Cardiac Muscle Fiber Contraction is intrinsic and spontaneous. Impulses for the rhythmic
contraction or heartbeat are initiated, regulated, and coordinated locally by nodes of
unique myocardial fibers specialized for impulse generation and conduction. As with
skeletal muscle fibers, contraction of individual cardiac muscle fibers is all-or-none. The
rate of contraction is modified by autonomic innervations of the nodes of conducting
cells, with the sympathetic nerve supply accelerating and then parasympathetic supply
decreasing the frequency of the impulses.
SMOOTH MUSCLES
Smooth muscles are specialized for slow and steady contractions and is controlled by
involuntary mechanisms. Fibers of smooth muscle also called visceral muscle are
elongsted, tapering and nonstriated cells,each of which is enclosed by a thin basal
lamina and a fine network of reticular fibers, the Endomysium. The connective tissue
serve to combine the forces generated by each smooth muscle fiber into a concered
action example, peristalsis in the small intestine.
Characteristics
1) Smooth muscle cells may range in length from 20 micrometer in small blood
vessels to 500 micrometer in the pregnant uterus.
2) Each cell has a single long nucleus located in the center of the cell.
3) The cells stain uniformly along their lengths .
4) All cells are linked by numerous gap junctions.
5) The borders of the cell becomes scalloped when the smooth muscle contracts
and the nucleus becomes distorted.
6) In addition to contractility, smooth muscle cells supplement fibroblast activity ,
synthesizing collagen, elastin and proteoglycans with a major influence on the
extra cellular matrix where the contractile cells are abundant.
Concentrated near the nucleus are the mitochondria, polyribosome, RER, Golgi
apparatus. The short membrane invaginations, called Caveoleae are usually found on
the smooth muscle surface. Fibers have rudimentary Sarcoplasmic reticulum that lack ttubules their function Is unnecessary in smaller tapering cells with many gap junctions.

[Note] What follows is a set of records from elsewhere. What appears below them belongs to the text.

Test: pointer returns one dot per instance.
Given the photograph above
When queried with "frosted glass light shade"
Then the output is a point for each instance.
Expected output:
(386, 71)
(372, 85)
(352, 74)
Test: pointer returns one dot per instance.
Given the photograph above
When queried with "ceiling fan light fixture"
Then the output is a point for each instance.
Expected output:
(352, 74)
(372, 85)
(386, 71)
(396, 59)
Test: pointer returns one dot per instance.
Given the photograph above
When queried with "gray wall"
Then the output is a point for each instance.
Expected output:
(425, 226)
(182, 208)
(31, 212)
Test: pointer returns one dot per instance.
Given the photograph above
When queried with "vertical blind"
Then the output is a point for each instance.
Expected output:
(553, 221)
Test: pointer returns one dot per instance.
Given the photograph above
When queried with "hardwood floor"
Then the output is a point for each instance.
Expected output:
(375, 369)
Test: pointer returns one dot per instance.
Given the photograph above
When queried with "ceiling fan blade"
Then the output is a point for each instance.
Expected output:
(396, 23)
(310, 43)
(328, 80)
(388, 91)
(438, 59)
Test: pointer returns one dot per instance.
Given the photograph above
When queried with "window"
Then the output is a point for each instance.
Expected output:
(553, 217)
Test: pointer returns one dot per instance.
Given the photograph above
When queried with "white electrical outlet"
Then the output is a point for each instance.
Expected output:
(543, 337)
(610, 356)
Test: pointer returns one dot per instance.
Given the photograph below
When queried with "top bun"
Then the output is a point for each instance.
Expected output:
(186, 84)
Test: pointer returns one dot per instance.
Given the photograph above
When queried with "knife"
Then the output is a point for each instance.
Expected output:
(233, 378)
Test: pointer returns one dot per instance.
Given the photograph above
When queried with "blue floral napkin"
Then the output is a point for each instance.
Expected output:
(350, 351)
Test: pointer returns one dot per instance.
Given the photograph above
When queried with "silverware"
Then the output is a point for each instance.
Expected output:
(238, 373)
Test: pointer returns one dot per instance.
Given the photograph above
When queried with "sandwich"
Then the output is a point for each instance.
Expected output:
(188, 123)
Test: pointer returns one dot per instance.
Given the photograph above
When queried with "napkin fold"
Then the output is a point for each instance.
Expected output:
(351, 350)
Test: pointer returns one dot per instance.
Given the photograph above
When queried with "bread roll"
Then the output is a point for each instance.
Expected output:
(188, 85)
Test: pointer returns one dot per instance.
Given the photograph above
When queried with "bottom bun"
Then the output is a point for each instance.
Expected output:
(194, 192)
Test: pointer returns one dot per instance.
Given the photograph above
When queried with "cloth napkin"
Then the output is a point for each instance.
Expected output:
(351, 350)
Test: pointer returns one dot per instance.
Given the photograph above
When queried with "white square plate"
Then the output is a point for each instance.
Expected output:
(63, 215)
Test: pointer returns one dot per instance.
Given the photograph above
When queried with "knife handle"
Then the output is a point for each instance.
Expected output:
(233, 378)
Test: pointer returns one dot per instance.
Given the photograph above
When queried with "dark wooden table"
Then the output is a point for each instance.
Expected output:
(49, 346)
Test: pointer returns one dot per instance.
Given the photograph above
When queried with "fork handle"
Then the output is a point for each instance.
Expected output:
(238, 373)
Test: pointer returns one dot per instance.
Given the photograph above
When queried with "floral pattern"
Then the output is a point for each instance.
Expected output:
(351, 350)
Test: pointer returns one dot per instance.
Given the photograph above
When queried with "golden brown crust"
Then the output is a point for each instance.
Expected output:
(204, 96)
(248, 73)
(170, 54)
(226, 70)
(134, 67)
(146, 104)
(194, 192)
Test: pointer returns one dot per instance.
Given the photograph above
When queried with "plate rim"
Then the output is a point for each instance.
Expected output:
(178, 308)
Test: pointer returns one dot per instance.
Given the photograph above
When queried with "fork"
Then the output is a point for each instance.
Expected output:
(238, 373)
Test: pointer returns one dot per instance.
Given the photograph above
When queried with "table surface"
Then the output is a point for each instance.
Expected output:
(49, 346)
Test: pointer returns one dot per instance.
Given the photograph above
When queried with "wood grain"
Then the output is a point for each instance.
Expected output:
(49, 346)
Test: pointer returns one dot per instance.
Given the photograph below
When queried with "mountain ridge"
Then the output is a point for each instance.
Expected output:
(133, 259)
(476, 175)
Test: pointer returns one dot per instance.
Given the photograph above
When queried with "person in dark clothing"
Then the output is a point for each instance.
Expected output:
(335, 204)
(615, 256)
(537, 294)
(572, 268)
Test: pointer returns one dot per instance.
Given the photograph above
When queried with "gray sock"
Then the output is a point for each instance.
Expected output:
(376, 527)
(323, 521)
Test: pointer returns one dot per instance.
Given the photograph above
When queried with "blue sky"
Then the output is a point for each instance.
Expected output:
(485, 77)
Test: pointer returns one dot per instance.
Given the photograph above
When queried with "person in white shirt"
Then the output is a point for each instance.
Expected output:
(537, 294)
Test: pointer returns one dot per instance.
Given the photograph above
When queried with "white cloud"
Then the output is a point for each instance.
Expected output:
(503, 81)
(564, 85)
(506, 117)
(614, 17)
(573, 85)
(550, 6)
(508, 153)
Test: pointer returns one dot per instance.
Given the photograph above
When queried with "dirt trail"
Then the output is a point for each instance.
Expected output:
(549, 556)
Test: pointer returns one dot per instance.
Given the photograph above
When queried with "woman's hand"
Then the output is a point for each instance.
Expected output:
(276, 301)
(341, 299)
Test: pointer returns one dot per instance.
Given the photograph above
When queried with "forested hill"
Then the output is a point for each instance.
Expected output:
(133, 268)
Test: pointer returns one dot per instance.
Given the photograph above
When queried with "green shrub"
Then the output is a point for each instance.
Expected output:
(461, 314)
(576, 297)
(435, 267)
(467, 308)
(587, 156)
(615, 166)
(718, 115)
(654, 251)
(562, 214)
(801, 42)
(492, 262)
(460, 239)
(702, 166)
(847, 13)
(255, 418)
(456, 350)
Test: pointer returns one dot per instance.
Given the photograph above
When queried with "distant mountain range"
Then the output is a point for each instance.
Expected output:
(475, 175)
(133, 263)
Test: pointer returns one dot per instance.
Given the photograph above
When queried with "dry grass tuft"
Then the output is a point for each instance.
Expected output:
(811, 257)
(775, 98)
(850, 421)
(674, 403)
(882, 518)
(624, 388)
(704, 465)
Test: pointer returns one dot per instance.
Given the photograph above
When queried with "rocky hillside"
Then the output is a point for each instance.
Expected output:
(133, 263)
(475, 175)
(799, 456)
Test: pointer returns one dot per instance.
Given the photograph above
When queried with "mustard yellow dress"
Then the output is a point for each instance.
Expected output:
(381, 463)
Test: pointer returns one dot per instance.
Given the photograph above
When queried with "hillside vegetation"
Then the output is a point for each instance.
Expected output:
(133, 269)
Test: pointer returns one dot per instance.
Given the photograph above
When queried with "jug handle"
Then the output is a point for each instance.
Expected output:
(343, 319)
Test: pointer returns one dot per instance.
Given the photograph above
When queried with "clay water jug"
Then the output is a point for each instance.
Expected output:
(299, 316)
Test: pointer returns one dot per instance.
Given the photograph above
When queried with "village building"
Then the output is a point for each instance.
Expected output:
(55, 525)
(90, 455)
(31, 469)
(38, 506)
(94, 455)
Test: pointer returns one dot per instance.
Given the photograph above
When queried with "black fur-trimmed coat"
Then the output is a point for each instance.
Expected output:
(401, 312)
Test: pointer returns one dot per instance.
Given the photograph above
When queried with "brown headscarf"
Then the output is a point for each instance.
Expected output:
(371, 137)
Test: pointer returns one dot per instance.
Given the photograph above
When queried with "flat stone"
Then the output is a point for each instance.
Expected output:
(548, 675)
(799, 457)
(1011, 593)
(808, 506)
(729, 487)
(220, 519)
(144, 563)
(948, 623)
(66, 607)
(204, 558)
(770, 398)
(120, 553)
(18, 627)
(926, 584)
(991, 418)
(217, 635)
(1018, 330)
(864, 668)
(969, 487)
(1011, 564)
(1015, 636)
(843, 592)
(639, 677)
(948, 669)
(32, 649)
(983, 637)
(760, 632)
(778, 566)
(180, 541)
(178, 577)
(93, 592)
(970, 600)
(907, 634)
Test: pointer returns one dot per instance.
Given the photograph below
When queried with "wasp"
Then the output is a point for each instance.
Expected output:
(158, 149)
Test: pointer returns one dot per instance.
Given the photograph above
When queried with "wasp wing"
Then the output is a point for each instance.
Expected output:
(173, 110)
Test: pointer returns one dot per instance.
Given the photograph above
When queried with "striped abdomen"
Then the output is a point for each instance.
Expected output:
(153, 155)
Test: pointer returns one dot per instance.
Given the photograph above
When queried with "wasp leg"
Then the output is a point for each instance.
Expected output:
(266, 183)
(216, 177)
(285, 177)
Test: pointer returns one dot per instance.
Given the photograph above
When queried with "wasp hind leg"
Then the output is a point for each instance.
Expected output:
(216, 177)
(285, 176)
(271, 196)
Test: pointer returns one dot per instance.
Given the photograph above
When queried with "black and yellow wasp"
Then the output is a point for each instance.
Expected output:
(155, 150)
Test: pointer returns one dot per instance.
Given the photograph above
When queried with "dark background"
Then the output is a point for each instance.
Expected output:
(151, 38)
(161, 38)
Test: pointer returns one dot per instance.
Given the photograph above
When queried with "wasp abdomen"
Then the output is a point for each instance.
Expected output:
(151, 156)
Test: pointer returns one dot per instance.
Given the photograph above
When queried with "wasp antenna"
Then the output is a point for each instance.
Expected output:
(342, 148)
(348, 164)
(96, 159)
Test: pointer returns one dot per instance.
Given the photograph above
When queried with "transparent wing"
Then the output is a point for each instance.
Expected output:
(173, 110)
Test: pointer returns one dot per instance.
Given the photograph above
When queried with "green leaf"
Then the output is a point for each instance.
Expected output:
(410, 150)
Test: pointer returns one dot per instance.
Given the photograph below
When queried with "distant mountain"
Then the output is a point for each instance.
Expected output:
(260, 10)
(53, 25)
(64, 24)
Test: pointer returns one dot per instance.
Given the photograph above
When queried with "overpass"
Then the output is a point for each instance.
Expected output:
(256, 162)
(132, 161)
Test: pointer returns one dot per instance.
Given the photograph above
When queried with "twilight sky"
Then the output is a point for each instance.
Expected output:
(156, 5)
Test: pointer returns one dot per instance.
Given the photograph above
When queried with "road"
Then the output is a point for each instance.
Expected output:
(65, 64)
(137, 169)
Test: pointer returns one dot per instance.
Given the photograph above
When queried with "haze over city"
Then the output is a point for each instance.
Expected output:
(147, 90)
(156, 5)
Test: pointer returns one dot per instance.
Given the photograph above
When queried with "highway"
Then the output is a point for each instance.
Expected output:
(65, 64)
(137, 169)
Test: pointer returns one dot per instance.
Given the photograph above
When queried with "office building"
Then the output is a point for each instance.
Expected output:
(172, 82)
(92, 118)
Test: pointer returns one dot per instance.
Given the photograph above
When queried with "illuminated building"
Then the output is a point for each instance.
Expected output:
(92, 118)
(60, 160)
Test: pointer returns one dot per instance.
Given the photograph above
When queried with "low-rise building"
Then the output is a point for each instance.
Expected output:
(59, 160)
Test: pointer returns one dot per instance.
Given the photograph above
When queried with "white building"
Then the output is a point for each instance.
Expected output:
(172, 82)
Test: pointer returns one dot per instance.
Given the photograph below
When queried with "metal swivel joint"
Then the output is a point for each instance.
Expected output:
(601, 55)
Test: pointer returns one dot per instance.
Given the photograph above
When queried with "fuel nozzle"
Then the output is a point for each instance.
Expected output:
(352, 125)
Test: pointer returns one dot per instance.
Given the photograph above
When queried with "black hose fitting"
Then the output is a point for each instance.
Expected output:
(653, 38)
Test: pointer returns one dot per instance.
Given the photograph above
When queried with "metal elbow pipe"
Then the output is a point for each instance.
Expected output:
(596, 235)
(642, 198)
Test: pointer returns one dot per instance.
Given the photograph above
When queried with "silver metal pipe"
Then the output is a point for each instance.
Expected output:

Caveoleae contain several pumps and ion channels and may serve to organize protein
signaling calcium release in myofibrils.
Contraction Of Smooth Muscles.
The contractile activity is generalized by myofibrillar array of actin and myosin fiiaments.
Bundles of thick and thin myofilaments crisscross obliquely through the cell. Myosin
filaments have a less regular arrangement among the thin filaments and fewer cross
bridges than in striated muscles. The actin filaments lack troponin, using instead,
Calmodulin and Calcium sensitive myosin light-chain kinase (MLCK) in the contraction
mechanism. Sliding filament mechanism of contraction is similar to that in striated
muscle. Contraction is regulated differently in the smooth muscle of the viscera, the
respiratory airways or large and small blood vessels. it could involve autonomic nerves,
a variety of hormones and local physiological conditions such as the degree of stretch .
Whether they contract as small groups or throughout an entire muscle is determined by
the degree of autonomic innervations and the density of the gap junctions, both
conditions vary in different organs.
Smooth muscle cells have intermediate filaments usually composed of Desmin. These
filaments and F-actin filaments insert into the cell associated dense bodies. Dense
bodies contain alpha-actinin and are functionally similar to Z – discs of striated and
cardiac muscles. The attachment of thin and intermediate filaments to the dense bodies
helps to transmit contractile force to adjacent smooth muscle cells and surrounding
network of reticular fibers.
INNERVATION
Smooth muscles are not under voluntary control and its fibers lack MEPs. They are
often active without nervous stimuli; its nerve supply serves primarily to modify and not
to initiate it. They receive both adrenergic and cholinergic nerve endings that act
antagonistically, stimulating or depressing its activity. In some organs, cholinergic
activate while the adrenergic stimulate, in others, the reverse is the case.